I'll make it when he leaves, which at this rate will be never. I missed him a lot too but YEESH. He's doing that thing where he's super-perfect and he's smiling and that's how we know he's up to something. Couldn't even make it a whole day before that happened.

Well. Wow. Here's a longtime wish coming true.

U2 tickets-CHECK.

Sunday, 7 December 2014

The Devil is in the details.

Ben calls it Loched. 

The way I wake up barricaded in Lochlan's arms. Stuck against him. Overheated. Completely limber, fluid. Hot. He doesn't let go, not anymore and I sleep wrapped up in his arms with his hand cradling the back of my head, my cheek against his collarbone, my eyes heavy and seeing in dreams.

My toes stick out the bottom of the quilt in the middle, though. I wouldn't be able to do it otherwise. I would self-immolate. I would perish.

In spite of Ben's cutesy term for it, I still don't think he appreciates it at all even as he says he doesn't mind, because he can't sleep any way but flat on his back like a vampire. I don't think that's exactly true because I remember things differently and he often revises small bits of history just to keep the peace.

And it was peaceful but now the Devil is on his way home, having been picked up at the airport by Joel, eager to report, no doubt, trying and failing to straddle the line between trusted and turncoat.

This exasperates me and at the same time I had a great weekend and am looking forward to seeing Caleb because it's been several weeks and I've had more than a few moments where I felt very cold and open, sick to my stomach thanks to his absence only because I can't stand to have anyone missing.
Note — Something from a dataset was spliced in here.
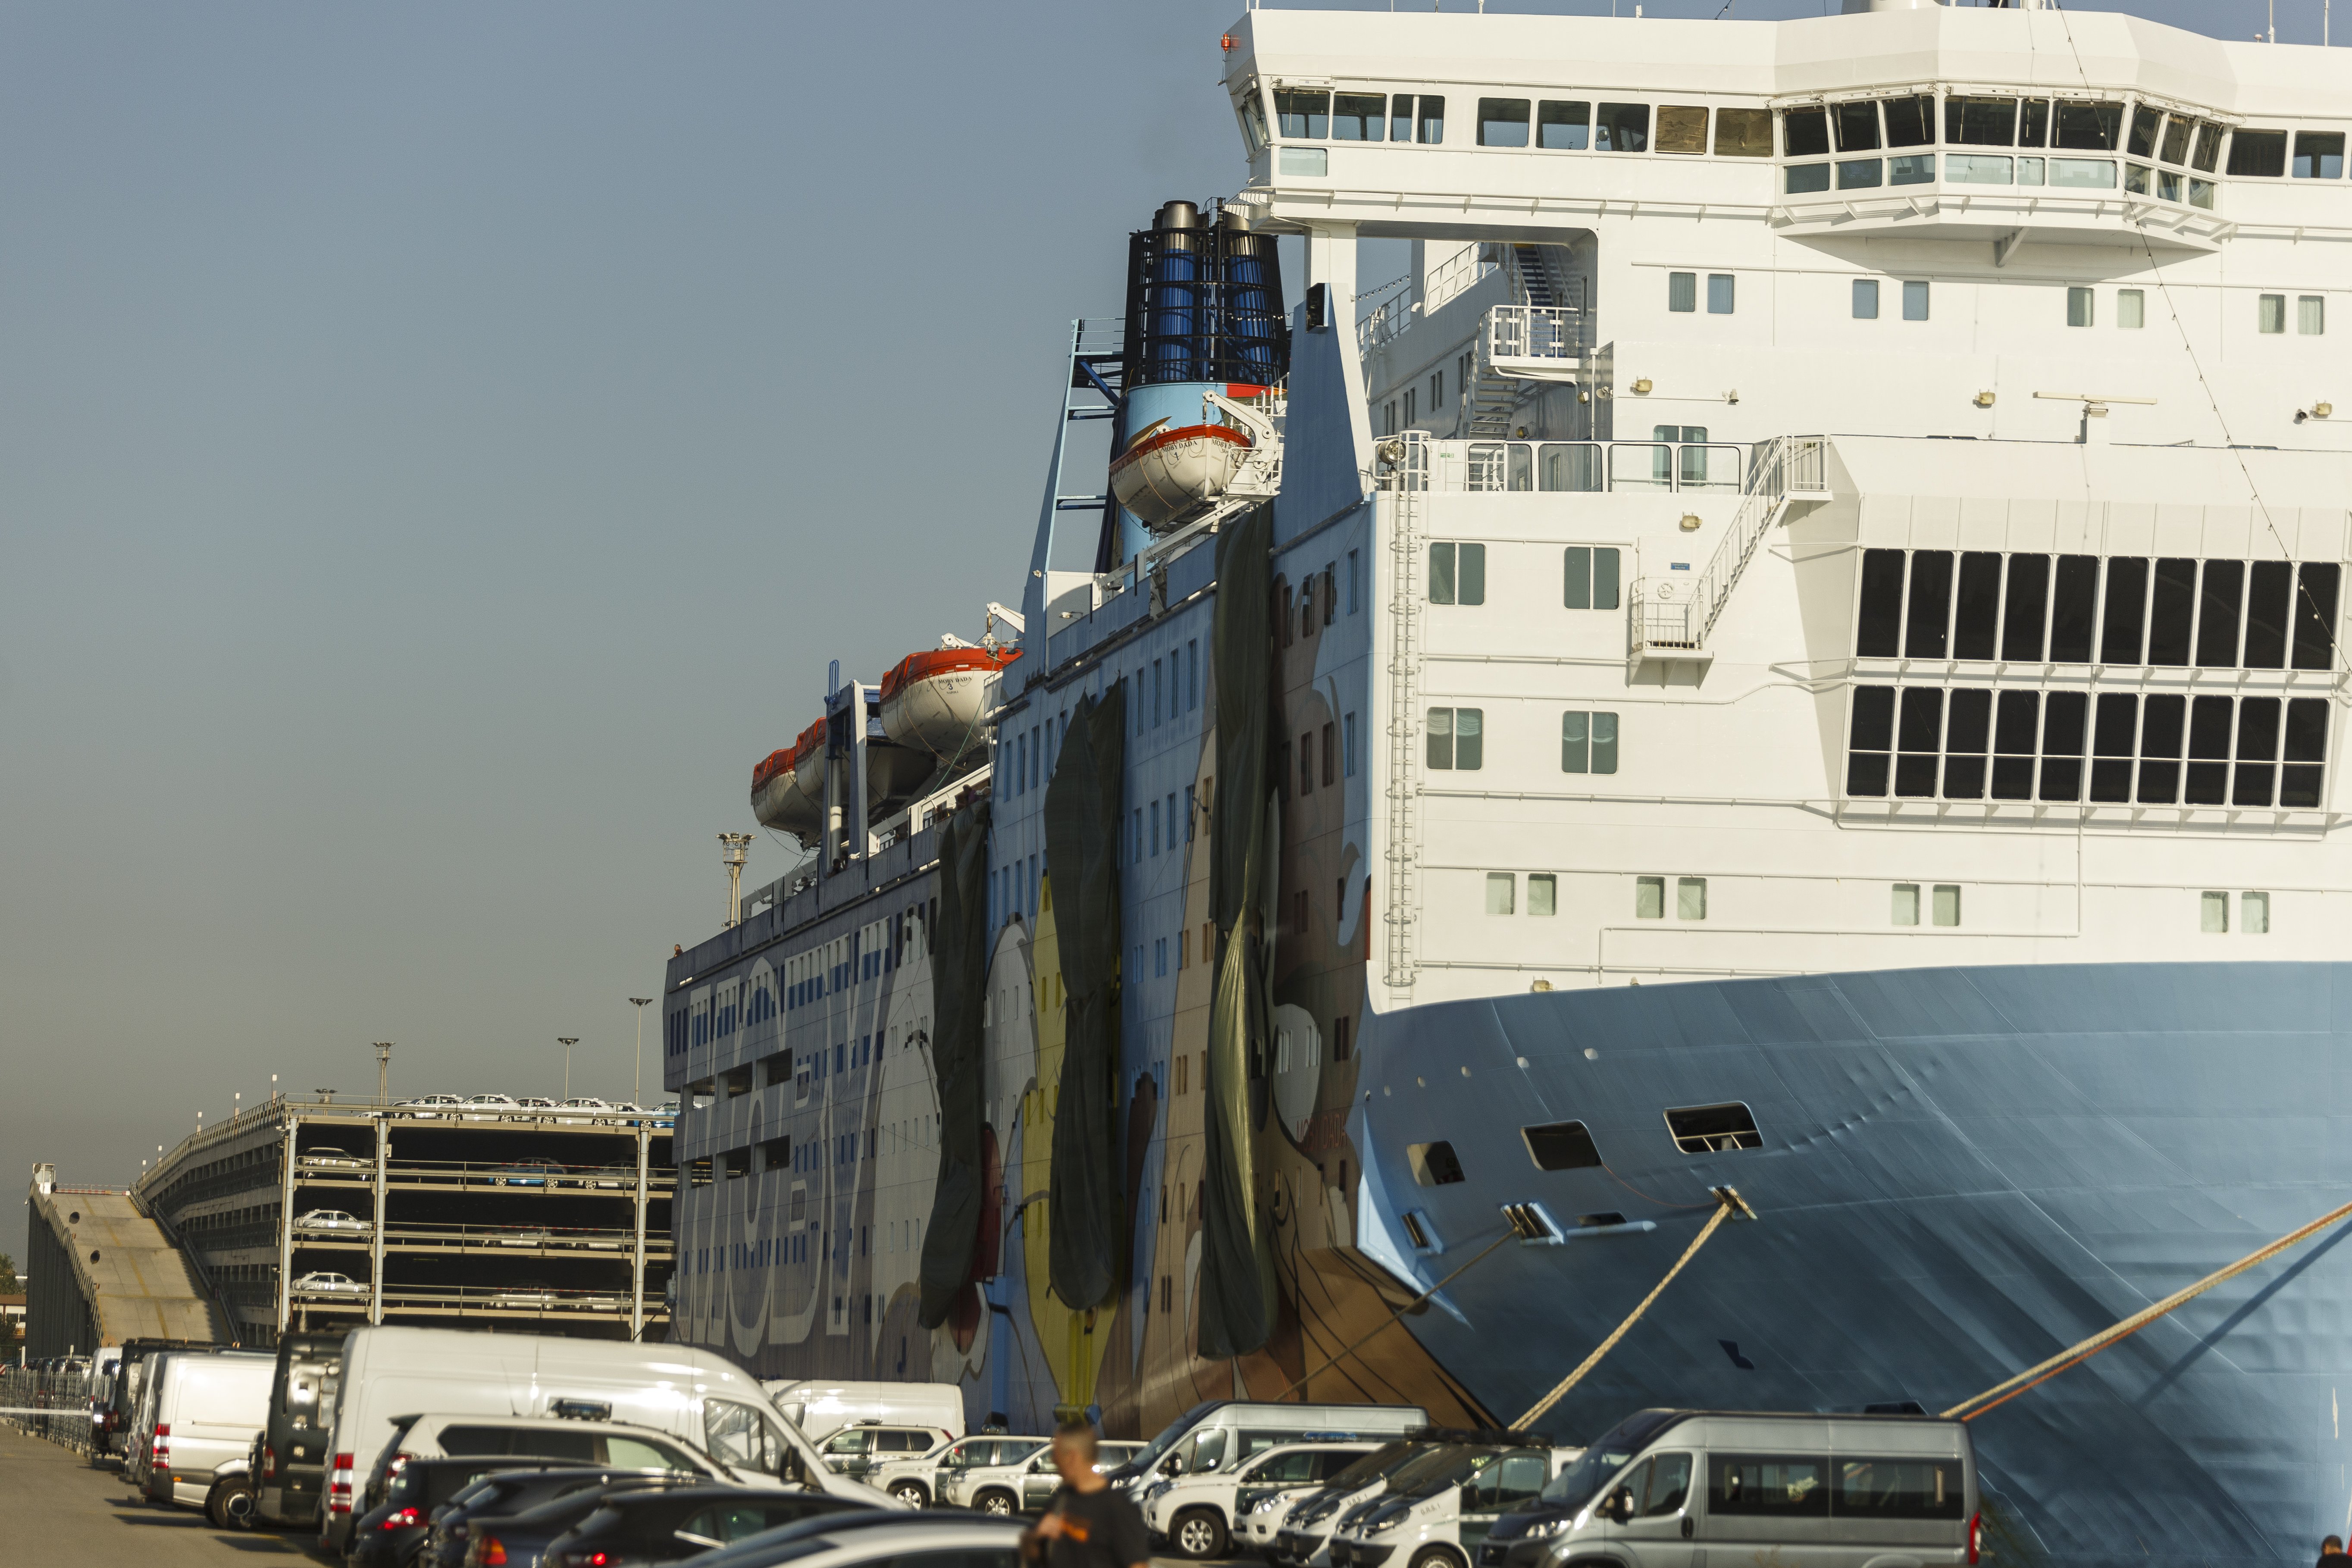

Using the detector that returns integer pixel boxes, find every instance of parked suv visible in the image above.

He will take it personally.

I'll let him.

He is on his way (any minute now) and I'm beating double-time from the inside out, fairly thrumming with anticipation. He says he bought all our Christmas gifts overseas and that he can't wait to give them to us. He says he can read and that we didn't have to have his house cleaned and stocked in his absence, that he's decided to extend his time off until the beginning of the new year because enough is enough and his exhaustion was barely touched by a week of rest. That maybe he will let go of some things.

I wonder if he means me.

The boys here are not as anxious to see him, stuck between loyalty to the one who pays the lions' share of this life altogether (me) and the need for autonomy within. Torn by their strong desire to protect me while at the same time respecting history and my own desires to flout the past and find a future in this, somehow.

Maybe.

We shall see.

I have a proposal of my own to present. And while absolutely no one is going to like it, I think it's perfect.